Last year at the AIDS Information Centre, only 23% of the clients tested as couples. In other centres, it was even lower.

“It is difficult to counsel discordant couples,” Nakinsige said. “One couple fought in the counselling room. The man grabbed his wife by the throat, accusing her of wanting to kill him.”

However, according to Dr Patrick Ndase, an HIV preventive researcher, heterosexual HIV transmission takes place under certain conditions.

“These include the amount of virus in the positive person, use of antiretroviral drugs, the presence of sexually transmitted infections, lack of circumcision and tears (scratches) that occur during sex.”

Ndase explains that a person is more likely to infect their partner in the early days of infection when the body has not recognised the HIV presence.

“HIV takes this chance to multiply and in a day, it can make millions of copies of itself.
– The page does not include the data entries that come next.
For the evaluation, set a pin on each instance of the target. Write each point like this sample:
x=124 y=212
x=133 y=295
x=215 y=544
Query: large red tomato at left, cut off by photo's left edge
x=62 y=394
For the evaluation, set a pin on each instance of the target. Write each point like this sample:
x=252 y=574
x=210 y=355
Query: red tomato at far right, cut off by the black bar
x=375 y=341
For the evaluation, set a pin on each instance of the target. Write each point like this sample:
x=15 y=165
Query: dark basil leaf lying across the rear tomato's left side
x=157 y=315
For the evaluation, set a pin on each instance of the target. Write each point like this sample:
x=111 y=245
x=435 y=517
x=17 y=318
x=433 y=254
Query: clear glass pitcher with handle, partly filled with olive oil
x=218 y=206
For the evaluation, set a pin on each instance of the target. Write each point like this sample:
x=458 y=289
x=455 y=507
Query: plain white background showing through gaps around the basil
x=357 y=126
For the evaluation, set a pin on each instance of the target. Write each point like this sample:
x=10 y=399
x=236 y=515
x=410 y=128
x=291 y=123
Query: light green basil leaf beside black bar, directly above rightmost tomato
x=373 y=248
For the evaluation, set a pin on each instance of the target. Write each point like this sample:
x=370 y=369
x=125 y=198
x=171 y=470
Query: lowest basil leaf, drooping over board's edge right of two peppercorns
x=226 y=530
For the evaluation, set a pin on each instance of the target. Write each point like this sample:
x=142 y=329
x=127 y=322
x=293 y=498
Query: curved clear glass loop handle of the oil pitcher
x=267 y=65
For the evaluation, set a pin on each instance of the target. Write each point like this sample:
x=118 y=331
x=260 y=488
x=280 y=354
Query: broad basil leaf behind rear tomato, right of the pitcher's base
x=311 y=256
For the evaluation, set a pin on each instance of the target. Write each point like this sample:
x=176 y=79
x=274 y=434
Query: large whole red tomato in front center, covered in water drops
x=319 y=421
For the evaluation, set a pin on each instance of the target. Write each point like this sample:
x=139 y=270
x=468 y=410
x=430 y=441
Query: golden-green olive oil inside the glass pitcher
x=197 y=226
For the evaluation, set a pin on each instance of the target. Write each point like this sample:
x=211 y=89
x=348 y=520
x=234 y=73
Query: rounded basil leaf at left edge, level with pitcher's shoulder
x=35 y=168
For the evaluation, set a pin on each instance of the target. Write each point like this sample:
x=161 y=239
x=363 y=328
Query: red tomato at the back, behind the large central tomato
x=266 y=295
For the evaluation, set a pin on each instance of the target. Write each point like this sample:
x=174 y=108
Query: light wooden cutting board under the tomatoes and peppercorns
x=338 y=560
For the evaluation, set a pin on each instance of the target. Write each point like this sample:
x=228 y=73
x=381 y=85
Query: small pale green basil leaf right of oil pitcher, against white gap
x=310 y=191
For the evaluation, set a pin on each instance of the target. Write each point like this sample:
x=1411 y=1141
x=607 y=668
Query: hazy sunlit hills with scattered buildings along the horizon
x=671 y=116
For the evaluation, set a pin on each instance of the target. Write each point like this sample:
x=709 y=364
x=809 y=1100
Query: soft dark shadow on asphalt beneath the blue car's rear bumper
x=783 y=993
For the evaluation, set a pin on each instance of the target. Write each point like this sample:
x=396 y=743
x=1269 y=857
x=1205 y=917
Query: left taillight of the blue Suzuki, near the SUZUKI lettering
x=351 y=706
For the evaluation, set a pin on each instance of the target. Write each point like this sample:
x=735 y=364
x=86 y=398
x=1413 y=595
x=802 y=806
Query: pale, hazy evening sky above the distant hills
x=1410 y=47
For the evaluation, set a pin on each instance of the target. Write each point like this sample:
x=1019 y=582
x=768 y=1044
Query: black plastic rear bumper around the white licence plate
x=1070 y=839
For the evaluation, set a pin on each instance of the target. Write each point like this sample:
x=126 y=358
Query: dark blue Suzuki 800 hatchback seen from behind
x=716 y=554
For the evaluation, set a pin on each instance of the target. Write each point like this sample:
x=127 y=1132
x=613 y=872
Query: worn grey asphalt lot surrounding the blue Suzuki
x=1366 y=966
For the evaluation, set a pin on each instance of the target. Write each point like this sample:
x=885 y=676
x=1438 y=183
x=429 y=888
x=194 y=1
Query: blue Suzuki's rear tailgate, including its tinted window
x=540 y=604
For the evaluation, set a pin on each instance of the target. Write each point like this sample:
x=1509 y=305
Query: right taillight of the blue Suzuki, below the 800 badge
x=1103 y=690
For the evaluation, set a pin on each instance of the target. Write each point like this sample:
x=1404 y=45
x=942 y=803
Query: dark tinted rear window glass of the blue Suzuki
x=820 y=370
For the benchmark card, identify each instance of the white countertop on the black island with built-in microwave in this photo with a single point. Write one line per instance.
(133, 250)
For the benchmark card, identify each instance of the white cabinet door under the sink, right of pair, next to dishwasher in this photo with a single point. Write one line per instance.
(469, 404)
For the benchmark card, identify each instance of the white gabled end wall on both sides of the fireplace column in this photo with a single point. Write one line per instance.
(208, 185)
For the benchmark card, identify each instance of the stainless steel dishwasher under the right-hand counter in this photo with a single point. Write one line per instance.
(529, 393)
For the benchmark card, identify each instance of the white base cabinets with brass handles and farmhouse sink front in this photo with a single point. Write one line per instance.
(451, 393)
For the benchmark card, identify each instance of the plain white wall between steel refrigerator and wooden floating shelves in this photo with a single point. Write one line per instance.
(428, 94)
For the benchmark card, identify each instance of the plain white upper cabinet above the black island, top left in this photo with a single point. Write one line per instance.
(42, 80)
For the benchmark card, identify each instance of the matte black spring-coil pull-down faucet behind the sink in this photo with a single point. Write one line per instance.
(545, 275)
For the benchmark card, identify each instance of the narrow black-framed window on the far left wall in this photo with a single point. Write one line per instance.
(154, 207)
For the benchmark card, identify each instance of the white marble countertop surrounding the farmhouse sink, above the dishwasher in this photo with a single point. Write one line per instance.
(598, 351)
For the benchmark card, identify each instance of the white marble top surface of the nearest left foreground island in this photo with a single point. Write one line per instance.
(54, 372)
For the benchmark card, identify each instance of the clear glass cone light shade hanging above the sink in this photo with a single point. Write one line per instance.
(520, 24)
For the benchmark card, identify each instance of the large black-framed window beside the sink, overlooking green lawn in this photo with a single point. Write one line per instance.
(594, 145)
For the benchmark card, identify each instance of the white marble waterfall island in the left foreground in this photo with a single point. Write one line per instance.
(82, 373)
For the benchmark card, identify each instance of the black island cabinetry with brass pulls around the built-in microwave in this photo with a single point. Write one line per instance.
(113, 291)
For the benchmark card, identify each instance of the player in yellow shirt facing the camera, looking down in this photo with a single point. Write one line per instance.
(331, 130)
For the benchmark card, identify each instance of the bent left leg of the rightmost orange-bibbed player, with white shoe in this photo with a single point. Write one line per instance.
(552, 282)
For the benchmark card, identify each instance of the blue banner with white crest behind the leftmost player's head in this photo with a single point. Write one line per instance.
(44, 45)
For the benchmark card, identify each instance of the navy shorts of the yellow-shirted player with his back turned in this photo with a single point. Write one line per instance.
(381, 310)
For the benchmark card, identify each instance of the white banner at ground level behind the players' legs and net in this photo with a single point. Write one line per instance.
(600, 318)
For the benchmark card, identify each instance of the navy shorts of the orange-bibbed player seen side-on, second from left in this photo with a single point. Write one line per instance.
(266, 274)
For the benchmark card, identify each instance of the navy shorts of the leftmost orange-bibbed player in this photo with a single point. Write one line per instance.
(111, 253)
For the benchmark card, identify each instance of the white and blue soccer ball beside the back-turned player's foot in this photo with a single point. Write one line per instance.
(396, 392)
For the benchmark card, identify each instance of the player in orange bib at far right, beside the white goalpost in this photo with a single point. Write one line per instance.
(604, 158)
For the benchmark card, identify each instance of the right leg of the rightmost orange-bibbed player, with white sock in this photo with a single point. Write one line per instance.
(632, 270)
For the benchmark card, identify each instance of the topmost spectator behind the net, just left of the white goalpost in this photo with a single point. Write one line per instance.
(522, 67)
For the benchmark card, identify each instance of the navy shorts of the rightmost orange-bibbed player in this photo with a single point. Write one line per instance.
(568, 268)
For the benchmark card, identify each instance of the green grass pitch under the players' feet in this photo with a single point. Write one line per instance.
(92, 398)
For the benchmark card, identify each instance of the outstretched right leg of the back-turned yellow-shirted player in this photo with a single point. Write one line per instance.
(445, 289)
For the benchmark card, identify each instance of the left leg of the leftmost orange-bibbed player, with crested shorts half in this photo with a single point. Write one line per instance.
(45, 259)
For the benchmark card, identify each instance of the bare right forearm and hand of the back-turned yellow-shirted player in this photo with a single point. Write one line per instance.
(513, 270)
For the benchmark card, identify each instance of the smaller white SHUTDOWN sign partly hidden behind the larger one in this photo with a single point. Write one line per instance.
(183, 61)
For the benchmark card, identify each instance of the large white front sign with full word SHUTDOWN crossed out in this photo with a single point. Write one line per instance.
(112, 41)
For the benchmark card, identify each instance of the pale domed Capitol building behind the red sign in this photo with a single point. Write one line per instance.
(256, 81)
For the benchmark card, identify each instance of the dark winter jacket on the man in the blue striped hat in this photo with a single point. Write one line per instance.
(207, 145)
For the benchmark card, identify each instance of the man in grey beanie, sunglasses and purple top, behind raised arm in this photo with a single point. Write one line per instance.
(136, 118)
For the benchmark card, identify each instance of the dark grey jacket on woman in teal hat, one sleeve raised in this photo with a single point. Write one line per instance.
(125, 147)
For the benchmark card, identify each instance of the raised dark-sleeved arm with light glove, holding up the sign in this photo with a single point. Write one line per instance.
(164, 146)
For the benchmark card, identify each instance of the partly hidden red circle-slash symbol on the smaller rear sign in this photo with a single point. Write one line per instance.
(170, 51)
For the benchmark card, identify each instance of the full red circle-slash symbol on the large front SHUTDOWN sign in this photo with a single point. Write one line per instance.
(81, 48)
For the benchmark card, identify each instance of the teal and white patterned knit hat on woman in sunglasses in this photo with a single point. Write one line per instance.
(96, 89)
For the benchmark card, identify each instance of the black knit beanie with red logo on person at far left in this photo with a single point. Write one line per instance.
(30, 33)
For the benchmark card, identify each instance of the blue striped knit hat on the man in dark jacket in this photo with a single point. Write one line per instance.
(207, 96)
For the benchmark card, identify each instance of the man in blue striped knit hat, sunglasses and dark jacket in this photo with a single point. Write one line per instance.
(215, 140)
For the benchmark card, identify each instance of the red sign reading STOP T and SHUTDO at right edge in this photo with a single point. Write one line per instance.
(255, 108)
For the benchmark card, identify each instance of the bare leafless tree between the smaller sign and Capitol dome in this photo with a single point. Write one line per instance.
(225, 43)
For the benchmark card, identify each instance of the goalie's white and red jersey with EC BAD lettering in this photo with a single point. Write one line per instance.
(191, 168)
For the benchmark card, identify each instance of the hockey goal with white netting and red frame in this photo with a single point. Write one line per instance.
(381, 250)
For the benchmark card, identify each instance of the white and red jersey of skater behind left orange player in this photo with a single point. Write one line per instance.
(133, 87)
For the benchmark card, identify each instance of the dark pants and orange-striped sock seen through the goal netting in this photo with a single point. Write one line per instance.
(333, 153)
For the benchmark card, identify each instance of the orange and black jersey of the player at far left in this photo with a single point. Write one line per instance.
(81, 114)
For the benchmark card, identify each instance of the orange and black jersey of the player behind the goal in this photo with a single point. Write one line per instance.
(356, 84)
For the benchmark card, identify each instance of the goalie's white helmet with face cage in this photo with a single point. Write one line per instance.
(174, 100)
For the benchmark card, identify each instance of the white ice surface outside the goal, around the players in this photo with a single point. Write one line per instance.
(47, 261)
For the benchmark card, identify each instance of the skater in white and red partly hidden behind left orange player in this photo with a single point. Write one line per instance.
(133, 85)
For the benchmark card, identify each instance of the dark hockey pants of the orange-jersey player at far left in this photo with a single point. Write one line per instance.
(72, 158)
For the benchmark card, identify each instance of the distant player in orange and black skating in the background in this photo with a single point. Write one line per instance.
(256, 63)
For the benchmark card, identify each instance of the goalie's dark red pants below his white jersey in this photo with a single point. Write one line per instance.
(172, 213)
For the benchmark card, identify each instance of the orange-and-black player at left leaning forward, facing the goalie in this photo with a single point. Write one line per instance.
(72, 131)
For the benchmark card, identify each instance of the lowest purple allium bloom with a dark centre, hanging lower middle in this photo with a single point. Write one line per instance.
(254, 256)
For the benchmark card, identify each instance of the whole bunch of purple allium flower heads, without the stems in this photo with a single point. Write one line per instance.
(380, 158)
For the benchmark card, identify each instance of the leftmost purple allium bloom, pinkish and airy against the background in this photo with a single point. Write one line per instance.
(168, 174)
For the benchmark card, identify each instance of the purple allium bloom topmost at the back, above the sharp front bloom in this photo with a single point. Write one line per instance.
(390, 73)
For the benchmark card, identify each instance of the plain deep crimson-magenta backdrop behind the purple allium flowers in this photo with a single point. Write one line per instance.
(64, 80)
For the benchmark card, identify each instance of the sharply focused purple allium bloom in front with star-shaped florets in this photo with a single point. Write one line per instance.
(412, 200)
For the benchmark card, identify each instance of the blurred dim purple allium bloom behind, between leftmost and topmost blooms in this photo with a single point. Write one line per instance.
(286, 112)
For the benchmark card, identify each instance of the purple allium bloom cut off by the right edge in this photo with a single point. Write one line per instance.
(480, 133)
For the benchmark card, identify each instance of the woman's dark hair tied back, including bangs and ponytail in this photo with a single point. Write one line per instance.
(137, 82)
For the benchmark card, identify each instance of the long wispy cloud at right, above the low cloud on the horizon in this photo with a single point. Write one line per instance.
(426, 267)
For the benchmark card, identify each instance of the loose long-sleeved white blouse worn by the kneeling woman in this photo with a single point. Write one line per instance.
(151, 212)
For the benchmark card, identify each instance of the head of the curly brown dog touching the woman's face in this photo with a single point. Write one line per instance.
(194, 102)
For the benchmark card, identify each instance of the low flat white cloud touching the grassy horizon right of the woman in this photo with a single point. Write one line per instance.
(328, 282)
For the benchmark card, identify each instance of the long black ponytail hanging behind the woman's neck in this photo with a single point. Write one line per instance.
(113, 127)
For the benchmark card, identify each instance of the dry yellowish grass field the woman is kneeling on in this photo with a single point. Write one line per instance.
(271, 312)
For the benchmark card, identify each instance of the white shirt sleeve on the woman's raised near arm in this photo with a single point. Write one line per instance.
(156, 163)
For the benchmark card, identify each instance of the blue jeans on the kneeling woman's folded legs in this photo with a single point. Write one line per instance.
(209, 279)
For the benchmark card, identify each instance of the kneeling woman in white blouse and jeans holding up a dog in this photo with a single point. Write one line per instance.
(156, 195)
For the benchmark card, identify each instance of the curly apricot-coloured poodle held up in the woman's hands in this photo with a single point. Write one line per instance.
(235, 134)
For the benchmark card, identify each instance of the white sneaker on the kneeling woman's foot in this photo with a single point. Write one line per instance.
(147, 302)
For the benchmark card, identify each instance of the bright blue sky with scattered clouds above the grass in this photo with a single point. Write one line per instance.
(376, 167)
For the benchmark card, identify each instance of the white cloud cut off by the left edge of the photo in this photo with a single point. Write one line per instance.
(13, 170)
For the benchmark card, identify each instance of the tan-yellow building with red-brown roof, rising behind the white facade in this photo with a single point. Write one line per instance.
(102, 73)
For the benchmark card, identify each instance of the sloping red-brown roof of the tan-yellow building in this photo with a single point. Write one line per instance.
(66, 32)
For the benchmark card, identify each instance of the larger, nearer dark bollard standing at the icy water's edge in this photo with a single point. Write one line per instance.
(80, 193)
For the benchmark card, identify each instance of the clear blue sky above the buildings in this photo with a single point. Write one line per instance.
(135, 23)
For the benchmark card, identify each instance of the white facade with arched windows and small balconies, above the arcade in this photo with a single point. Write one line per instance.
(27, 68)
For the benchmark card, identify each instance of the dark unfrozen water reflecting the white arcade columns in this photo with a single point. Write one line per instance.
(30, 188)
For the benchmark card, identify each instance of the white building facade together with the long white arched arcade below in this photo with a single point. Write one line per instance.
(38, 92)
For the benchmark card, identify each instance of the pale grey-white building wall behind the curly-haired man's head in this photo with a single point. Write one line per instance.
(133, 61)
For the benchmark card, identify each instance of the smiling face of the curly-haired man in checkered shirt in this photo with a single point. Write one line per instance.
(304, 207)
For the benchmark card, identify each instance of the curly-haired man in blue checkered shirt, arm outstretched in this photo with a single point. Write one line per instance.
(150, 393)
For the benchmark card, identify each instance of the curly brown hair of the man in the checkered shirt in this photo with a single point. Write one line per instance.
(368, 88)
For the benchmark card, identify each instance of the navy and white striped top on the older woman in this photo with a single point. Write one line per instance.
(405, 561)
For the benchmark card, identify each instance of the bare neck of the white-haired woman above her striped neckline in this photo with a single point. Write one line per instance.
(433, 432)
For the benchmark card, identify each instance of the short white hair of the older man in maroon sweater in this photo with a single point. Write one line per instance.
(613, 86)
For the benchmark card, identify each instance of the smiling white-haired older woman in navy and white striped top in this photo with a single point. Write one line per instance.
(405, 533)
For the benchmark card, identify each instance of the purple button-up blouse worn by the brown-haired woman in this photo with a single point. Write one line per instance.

The more virus there is, the more the person is likely to infect someone else,” Ndase says.

Canadian researchers also reported in the Journal of Infectious Diseases that people are most likely to transmit HIV before even many screening tests can detect the virus. And this may explain why the HIV epidemic moves so quickly.

The Canadian researchers found that 49% of new infections were transmitted by people who were in the early stages of infection, before the virus had time to mutate much.

UN-AIDS reports that 75% of the new infections occur in stable relationships and marriage.

Therefore, in circumstances where a person cheats on the partner and acquires HIV, chances are they will infect the partner during this early stage.
After three months, the body recognises the invasion and reacts by producing antibodies to fight HIV.

These reduce the amount of virus in the body but cannot eliminate it. When a person’s immunity is strong, the virus is reduced to an amount too low to infect another sexual partner.

“If a person who is HIV-positive but at a stage where they have put the infection under control (with small amounts of viral copies) marries an HIV-negative partner, chances of surviving the infection are high,” Ndase adds.

“With time, these may test and prove discordant. So infidelity cannot be a logical conclusion.”

Using an HIV-positive test in a discordant situation to conclude that the partner has cheated on you has no scientific basis.

It is, therefore, important to take an HIV test before marriage or unprotected sex and a confirmatory test after three months to ascertain the status of the partner at the beginning of marriage.

With time, the HIV overwhelms the defences and increases in numbers requiring that the person starts taking antiretroviral therapy. This treatment helps bring down the amount of virus, as well as the infectiousness of that person.

Experts advise the HIV positive partner in discordant couples to adhere to treatment, and the couple to always use a condom whenever they have sex.

ART has decreased the potential for transmission of HIV, according to studies presented at the last International AIDS Conference in Mexico.